At the end of the seminar the Premier did ask for assistance and this, of course, had to be put off for more discussion.

Back in North Bay I didn't wait passively. Entertainment was very important to my cause. My next set of films dealt with people doing what was right. I had signed up the Beatles in 1960 and used them in some of the British movies we made. When they started to become popular, they were encouraged to tour North America. Ed Sullivan got them first one more time, as he had Elvis, Roy Orbison and many other artists that were contracted to my company.

Films were made where it took cooperation to head off a disaster and the boogieman was always some fanatic who had no concept of what was right for his country. 'The Godfather, Part II', was done in the United States, as was 'West Side Story'. The music was remembered but I had to find talented people to work with what I could recall. Both of these were altered to show at least some cooperation.

'M.A.S.H' was done on location in South Korea and revolved around all the nationalities that fought. Much of the dialogue was in English but some was done in the local dialect for authenticity. I did my best to play the war as the enemy and not any particular race.

'The Sound of Music' was done in both Germanys, with a part of the singing done in German, English and one song even in Italian. Mario, Maria, Libra and Rita Leone had minor parts in the movie and had to go on location to do them.

'My Fair Lady' was done in the United Kingdom. There was even a small part for Sir Camm, even though I had to force him into it. To be truthful, he didn't fight too hard. 'Love Story' was done in Italy and the music was a mixture of Italian and English. The music was not the same but just as good. 'The Raiders of the Lost Ark' was done in Russia, Brazil and The United States. 'Close Encounters of the Third Kind' was done in France and Switzerland but again I had the film shot in different languages.
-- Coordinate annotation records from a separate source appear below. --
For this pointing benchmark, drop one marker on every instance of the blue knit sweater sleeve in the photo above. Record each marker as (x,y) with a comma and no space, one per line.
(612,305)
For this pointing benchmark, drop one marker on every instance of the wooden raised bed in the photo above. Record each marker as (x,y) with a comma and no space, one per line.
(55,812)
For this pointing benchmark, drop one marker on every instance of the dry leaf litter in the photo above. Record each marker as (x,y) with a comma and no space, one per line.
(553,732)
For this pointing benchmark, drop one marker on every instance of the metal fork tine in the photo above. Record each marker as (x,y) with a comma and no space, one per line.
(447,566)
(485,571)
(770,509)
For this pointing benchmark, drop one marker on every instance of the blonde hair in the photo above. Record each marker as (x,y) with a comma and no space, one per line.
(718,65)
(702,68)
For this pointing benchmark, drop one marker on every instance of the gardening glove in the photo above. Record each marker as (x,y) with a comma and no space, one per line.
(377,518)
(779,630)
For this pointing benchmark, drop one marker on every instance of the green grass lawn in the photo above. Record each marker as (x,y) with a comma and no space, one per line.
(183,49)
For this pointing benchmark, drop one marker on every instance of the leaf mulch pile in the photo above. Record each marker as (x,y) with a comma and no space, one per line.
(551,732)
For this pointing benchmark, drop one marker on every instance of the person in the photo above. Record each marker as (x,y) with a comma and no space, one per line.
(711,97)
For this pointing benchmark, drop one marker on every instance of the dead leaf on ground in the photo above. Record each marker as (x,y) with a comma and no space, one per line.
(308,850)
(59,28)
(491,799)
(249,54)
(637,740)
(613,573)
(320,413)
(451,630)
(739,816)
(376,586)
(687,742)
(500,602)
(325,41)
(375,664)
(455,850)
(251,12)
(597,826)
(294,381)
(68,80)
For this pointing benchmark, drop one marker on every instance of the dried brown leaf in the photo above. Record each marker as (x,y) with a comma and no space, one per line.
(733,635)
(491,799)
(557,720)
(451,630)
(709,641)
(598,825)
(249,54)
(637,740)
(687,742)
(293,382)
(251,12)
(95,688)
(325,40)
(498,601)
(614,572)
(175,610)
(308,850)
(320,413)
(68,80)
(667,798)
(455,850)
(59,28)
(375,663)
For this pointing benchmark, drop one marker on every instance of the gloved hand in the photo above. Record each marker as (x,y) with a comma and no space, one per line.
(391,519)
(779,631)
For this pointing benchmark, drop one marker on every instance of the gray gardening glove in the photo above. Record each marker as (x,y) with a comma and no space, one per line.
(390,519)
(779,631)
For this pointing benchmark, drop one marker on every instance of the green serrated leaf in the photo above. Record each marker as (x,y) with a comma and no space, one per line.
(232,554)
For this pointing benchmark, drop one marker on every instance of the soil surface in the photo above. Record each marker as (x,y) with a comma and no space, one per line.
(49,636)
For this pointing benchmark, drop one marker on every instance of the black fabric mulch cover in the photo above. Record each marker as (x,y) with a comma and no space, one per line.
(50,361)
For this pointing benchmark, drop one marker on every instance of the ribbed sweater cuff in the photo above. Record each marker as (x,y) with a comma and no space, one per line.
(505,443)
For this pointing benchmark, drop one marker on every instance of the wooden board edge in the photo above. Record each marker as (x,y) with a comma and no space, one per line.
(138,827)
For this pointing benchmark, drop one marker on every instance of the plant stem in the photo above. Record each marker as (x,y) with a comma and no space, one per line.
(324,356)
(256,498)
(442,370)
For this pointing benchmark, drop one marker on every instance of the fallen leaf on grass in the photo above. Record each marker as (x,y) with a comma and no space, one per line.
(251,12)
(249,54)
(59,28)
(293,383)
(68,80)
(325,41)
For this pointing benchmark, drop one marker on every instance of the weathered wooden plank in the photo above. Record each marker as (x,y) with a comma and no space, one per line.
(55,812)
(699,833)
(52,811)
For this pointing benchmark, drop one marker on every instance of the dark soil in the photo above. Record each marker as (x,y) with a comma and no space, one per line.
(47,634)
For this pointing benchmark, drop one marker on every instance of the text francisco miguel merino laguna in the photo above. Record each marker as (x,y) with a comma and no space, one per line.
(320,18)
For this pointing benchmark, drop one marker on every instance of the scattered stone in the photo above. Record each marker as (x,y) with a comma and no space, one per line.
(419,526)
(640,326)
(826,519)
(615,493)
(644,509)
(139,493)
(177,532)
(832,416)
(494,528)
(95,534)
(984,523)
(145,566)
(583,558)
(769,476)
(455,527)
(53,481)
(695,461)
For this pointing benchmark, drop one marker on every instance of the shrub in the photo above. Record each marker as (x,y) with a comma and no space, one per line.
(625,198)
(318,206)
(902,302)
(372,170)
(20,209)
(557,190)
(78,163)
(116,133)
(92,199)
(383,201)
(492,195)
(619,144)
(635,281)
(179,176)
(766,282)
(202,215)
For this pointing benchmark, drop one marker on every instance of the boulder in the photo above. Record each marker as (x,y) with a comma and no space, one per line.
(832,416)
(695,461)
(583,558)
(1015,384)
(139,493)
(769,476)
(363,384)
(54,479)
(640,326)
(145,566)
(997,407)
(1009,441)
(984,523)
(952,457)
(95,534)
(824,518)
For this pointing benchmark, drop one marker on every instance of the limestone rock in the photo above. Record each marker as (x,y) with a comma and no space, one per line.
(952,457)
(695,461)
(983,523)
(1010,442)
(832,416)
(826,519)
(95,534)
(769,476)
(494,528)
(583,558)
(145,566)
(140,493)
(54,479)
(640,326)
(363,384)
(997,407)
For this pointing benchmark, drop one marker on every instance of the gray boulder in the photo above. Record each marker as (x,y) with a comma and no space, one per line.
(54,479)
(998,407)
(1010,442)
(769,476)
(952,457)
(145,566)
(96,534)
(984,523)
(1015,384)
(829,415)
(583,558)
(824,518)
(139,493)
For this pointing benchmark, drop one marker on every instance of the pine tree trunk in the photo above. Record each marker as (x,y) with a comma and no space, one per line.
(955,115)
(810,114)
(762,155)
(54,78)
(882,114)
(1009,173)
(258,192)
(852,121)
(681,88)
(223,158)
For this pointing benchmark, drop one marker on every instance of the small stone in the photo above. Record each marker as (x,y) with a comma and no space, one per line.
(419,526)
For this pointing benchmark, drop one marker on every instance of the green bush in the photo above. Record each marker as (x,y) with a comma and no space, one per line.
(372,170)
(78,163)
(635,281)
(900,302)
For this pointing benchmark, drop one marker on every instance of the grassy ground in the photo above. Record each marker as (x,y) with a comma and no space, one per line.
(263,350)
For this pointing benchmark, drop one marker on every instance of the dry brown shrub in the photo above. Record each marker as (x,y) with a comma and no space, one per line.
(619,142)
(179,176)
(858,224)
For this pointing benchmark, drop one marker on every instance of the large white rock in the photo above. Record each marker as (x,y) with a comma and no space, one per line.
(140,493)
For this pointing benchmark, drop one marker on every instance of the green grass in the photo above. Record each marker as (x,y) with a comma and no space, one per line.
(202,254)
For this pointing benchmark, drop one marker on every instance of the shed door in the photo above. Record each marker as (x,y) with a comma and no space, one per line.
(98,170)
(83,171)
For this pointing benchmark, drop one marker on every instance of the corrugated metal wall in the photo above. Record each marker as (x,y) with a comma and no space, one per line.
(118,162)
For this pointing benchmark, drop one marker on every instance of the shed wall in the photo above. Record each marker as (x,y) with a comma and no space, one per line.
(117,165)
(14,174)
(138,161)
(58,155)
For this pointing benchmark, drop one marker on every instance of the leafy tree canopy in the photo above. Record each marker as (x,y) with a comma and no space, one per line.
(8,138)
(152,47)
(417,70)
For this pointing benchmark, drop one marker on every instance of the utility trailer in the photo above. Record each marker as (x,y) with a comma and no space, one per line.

I didn't have any anti heroes, except perhaps what could be said for the Godfather one and two. Physical conflict, too, was kept to a minimal amount. I remembered all the violence on TV when I was growing up and saw its effect on the children of the world. This could be substantiated by seeing the various films from around the world and then seeing how violent the youth were after a few years of watching them. Westerns were popular and these, too, had to be toned down. The viewers even got a dose of reality when I showed how we had treated the aborigines.